The point is that the criteria are the same, whether you're signing a youngster from the Academy or a high
profile name from the Premiership. What do they add to the squad? Will they fit into the dressing room?
Will they still be useful at a higher or lower level, or will they lose heart if their expectations aren't
quickly fulfilled? Of course, you might apply those criteria more strictly for an expensive purchase than
when you're taking a chance on a kid...but you can never forget them entirely.
As has been well-documented, someone filed those criteria in the bin at some point during the summer of
2001...and, even leaving aside the financial implications, the result was a disaster. We brought in
players who added little or nothing to the squad, fractured the dressing room, and rapidly became disinterested
when it was clear that the club wasn't going anywhere in a hurry. Lessons to learn, for all concerned.
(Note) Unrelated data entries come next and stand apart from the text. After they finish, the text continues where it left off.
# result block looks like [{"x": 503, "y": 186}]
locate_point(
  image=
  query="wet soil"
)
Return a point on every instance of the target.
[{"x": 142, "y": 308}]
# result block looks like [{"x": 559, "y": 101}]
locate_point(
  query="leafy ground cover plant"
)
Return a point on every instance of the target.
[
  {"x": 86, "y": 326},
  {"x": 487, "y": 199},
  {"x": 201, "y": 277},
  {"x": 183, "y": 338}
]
But Gianluca Vialli did get it right once or twice, expense or no expense. There was Filippo Galli for a
start, memorable as much for his enthusiasm and appetite for a scrap as anything else. There were the Jermaine Pennant and
Danny Webber loan signings too - top class players, perhaps, but top class players with a point to prove and a positive,
eager attitude. And the benefit of hindsight tells us that Marcus Gayle hasn't turned out to be a waste of
money at all, albeit that his Watford career has been revived in a way that no-one (least of all the person
who brought him to Watford) could've predicted.
And there was Stephen Glass too. Perhaps the quietest of Vialli's initial signings, yet also - considering
Galli's retirement and Gayle's poor first season - the most beneficial to the club. Were it not for one fabulous,
vital goal, it's entirely possible that memories of his Watford career would've faded quite quickly, but
that doesn't mean that his contribution wasn't consistent, effective and valuable.
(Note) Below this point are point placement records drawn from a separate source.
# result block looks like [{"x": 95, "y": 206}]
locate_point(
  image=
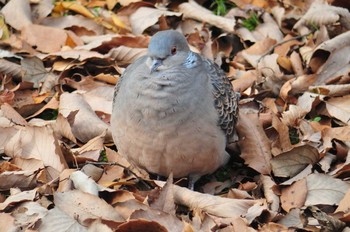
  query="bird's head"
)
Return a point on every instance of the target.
[{"x": 166, "y": 49}]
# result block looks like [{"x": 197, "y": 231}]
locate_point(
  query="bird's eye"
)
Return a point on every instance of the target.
[{"x": 173, "y": 50}]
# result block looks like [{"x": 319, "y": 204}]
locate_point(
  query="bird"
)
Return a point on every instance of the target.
[{"x": 174, "y": 111}]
He's simply a good footballer. It says much that his place at the club was cemented during his second season
under Ray Lewington, and that the process continued even after he was told that his contract wouldn't be
renewed for financial reasons. For all that he played with commitment, he was never one of those revolutionary
players, the kind that proclaims a cause and demands that others rally around it. As a consequence, he fitted
more comfortably into Lewington's squad, becoming part of the team rather than needing to compete as an
individual. Considering the circumstances in which he arrived - big-ish name, high wages, and so on - that's
somewhat ironic, although it certainly doesn't make him unique.
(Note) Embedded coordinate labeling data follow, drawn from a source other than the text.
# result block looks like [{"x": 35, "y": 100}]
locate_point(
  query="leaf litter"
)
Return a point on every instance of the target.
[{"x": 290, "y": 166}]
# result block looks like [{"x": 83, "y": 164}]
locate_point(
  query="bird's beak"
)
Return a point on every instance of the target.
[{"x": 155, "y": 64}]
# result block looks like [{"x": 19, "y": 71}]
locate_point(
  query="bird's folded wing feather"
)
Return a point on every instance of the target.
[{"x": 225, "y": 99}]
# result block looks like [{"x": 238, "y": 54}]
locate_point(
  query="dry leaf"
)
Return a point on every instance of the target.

That isn't to write off his first season, merely to say that it's quite hard to remember anything specific
about it. There were many problems, and Stephen Glass was never one of them, a point illustrated by his
escape from the (attempted) mid-season cull of the highest earners. Of all the new players, it was easiest
to see his appeal - a cultured left-foot, a quick brain, an essential versatility - and yet the need for
players to have an impact on a lethargic, doldrums season rather over-shadowed such fine points. Another
irony, that a season of continental influence actually made it more difficult to be a connoiseur....
But he found it easier as time went on. Even under the new manager, the glut of midfielders meant that he
was rarely able to fill the central berth that seemed likely to suit him best. But, with little competition
on the left flank, he made himself at home there, and that constructive, intelligent influence began to be felt
rather more. Rarely elaborate but often stylish, he became an integral part of the team that restored pride
to the Watford shirt, an excellent balance for the consistency of Neal Ardley on the other wing. There were
one or two fine performances at left-back too, filling in for Paul Robinson's suspensions and bringing a more
combative spirit to the surface.
His moment of glory was still to come. That it came at the end of the week when he'd been told that his
services wouldn't be retained says a great deal, although not as much as the deafening roar of celebration
that greeted that marvellously deceptive free kick against Burnley in the FA Cup Quarter-Final. The importance
of the occasion meant that it also won "Goal of the Season" - if we're going to quibble, Ardley scored with an
even better set piece against Crystal Palace - and the prize extended to both a warm, fond farewell and a
permanent place in Watford folklore.
Really, you wonder whether a more demonstrably assertive player would've demanded, taken and scored more free
kicks, for Stephen Glass certainly had a knack of outwitting a goalkeeper. But that was his style, in many
ways. Quietly influential, gently positive, thoroughly professional.
His most famous goal was a little out of keeping with the rest of his career at Vicarage Road, then. But that
time deserved to be crowned by that moment.